Montaigne, en son premier essai de son premier livre, disserte sur la pitié. C’est vertu chrétienne, bien qu’il ne l’évoque point ; c’est vertu stoïcienne qu’il évoque donc – mais pour la remettre en cause. « La plus commune façon d’amollir les cœurs de ceux qu’on a offensés, lorsqu’ayant la vengeance en main, ils nous tiennent à leur merci, c’est de les émouvoir par soumission à commisération et à pitié ». Mais, si vous l’avez tenté un jour, vous aurez constaté que cela fonctionne rarement. La vengeance est la plus forte, la violence comme enivrée de la soumission même, comme si le mouton tout bêlant appelait le couteau. Abraham a failli y céder lorsqu’il a levé la lame sur son fils unique Isaac, tout jeune adolescent.

Aussi Montaigne s’empresse-t-il de balancer cette affirmation de foi par une seconde phrase : « toutefois la braverie, et la constance, moyens tout contraires, ont quelquefois servis à ce même effet ». Et de citer de multiples exemples de résistants qui ont étonné les assaillants avant de les amener à considérer que leur courage vaut bien merci, à défaut de prendre de mauvais coups. A don, contre-don. Si vous vous laissez faire, l’épée vous tranchera ; si vous résistez bravement, l’assaillant y regardera à deux fois et calmera sa brutalité. La raison y reviendra, et avec elle le cœur, peut-être. « Scanderberg, prince de l’Epire, suivant un soldat des siens pour le tuer, et ce soldat ayant essayé, par toute espèce d’humilité et de supplications, de l’apaiser, se résolut à toute extrémité de l’attendre l’épée au poing. Cette sienne résolution arrêta tout net la furie de son maître qui, pour lui avoir vu prendre un si honorable parti, le reçut en grâce ».

Car c’est être fort que de reconnaître la force ; c’est au rebours faiblesse que de châtier la faiblesse. Sauf si l’on veut éliminer les faibles, ce qui est faiblesse aussi car crainte de l’être soi-même ou de le montrer. En tel cas, la résistance est un défi qui permet de racheter sans honte le mouvement de merci. « Ayant eu à dédain les larmes et les prières, de se rendre à la seule révérence de la sainte image de la vertu, que c’est l’effet d’une âme forte et impitoyable, ayant en affection et en honneur une vigueur mâle et obstinée. Toutefois dans les âmes moins généreuses, l’étonnement et l’admiration peuvent faire naître un pareil effet ».

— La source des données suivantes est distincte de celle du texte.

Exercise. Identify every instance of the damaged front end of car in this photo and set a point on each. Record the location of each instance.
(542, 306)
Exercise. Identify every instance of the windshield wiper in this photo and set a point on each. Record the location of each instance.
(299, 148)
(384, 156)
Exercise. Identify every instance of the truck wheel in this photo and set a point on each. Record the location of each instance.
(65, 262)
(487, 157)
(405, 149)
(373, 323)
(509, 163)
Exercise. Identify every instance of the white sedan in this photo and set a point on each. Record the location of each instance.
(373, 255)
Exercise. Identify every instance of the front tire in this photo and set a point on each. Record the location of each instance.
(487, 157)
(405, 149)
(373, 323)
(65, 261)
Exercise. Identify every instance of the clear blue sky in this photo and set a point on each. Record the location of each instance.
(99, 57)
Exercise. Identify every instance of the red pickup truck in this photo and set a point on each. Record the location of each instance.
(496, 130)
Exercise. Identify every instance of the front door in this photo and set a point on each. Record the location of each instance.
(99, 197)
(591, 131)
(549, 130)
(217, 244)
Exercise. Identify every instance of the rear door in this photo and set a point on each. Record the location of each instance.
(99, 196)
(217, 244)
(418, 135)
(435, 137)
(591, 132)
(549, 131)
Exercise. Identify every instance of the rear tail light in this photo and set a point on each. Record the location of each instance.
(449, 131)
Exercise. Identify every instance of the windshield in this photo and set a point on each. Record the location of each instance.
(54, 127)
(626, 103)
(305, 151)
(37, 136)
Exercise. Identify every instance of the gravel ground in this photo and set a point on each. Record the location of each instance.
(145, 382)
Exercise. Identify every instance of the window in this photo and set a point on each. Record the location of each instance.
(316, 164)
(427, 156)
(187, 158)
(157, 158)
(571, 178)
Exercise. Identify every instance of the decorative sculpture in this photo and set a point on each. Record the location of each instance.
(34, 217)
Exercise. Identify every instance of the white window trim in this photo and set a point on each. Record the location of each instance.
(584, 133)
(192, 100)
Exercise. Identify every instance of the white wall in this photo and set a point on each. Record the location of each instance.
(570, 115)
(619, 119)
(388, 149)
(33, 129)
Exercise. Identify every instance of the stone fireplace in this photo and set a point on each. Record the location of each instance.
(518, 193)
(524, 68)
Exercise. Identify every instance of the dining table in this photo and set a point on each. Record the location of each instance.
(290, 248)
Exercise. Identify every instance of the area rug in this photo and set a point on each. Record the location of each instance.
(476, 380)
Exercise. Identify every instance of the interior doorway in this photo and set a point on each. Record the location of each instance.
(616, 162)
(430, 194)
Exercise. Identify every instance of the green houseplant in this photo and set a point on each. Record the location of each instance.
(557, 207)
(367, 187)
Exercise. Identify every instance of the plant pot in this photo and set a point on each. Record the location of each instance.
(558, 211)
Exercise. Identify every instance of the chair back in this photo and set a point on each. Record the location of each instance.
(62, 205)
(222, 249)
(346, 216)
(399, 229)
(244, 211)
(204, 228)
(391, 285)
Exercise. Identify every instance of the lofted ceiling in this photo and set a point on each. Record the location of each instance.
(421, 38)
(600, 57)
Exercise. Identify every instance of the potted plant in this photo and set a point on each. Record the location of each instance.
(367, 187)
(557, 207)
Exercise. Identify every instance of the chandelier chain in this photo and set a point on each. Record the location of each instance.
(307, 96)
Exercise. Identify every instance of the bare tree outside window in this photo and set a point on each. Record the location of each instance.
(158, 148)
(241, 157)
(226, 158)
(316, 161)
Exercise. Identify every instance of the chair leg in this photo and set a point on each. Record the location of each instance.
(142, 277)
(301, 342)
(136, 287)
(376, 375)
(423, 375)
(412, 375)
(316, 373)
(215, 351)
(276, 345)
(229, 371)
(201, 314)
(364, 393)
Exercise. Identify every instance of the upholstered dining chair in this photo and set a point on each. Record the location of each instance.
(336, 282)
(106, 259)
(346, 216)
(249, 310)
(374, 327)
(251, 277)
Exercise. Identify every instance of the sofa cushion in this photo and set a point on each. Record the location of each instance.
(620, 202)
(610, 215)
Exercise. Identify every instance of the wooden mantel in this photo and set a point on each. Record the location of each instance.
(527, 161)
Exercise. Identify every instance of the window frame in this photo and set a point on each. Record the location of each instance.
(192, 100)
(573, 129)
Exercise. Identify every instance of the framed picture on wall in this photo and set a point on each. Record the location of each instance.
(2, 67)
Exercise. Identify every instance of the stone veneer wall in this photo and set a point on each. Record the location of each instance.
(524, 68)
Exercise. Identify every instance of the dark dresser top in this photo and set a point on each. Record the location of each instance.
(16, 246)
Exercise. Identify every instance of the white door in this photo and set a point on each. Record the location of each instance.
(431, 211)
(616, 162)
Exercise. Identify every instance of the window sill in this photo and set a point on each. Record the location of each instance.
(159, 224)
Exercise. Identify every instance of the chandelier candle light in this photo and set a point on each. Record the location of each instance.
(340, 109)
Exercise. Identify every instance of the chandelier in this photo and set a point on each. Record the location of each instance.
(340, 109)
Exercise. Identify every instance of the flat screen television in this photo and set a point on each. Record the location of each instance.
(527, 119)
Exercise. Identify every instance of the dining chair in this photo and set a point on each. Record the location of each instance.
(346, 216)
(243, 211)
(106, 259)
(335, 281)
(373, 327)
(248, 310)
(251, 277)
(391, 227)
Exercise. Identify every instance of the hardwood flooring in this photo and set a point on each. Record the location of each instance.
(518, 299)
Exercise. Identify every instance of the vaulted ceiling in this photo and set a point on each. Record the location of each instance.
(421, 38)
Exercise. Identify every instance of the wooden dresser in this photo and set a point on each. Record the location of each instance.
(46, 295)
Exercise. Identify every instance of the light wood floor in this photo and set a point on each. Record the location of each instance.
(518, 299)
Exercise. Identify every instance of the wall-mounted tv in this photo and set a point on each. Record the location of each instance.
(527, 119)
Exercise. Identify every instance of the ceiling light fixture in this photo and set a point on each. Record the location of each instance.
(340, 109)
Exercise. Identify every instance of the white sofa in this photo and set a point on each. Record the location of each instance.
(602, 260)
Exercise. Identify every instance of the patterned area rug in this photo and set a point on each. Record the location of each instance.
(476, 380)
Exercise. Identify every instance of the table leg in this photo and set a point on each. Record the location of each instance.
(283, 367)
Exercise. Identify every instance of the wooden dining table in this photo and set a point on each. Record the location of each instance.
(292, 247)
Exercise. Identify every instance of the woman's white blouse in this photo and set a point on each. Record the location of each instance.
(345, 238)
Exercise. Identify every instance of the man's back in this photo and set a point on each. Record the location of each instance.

Mais, ayant disserté sur tout cela, Montaigne n’est pas encore satisfait. C’est toujours le « oui, mais ». D’un exemple s’oppose un exemple contraire et d’une loi que l’on croit générale aussitôt de multiples exceptions. Voilà Pompée qui pardonne à toute la ville des Mamertins sans en retirer ni satisfaction ni gloire ; sa merci était donc faiblesse. Voilà Alexandre, que l’on dit aujourd’hui le Grand, qui fit tuer le commandant de la ville de Gaza Bétis malgré sa résistance valeureuse et obstinée. Pourquoi ? Trois hypothèses selon Montaigne : la hardiesse lui était si commune qu’elle ne l’étonnait point ; la hardiesse était tellement sienne qu’il ne pouvait supporter de se voir égaler par un autre ; l’impétuosité naturelle de sa colère ne tolérait aucune opposition. Pour ma part, je pencherais pour la dernière hypothèse, plus plausible d’un Grec antique.

Et une fois de plus Montaigne pirouette, ne voulant pas trancher, prudence bien commune à son époque de guerre civile et d’esprits fanatiques, bornés par la religion. « C’est un sujet merveilleusement vain, divers et ondoyant que l’homme. Il est malaisé d’y fonder jugement constant et uniforme. »

Au fond, il laisse le lecteur penser par lui-même. A chacun d’élaborer ses propres « essais ». Dans le doute, résister paraît meilleur car c’est un automatisme animal : ainsi la fuite déclenche chez le chat ou le chien le réflexe de poursuite, ainsi les islamistes du Bataclan ont-ils cessé de tirer sur la foule lorsqu’un seul policier s’est mis à leur tirer dessus – ils étaient sidérés, ramenés à leur condition de mortels, douché qu’on « ose » leur résister comme si Allah n’était pas avec eux.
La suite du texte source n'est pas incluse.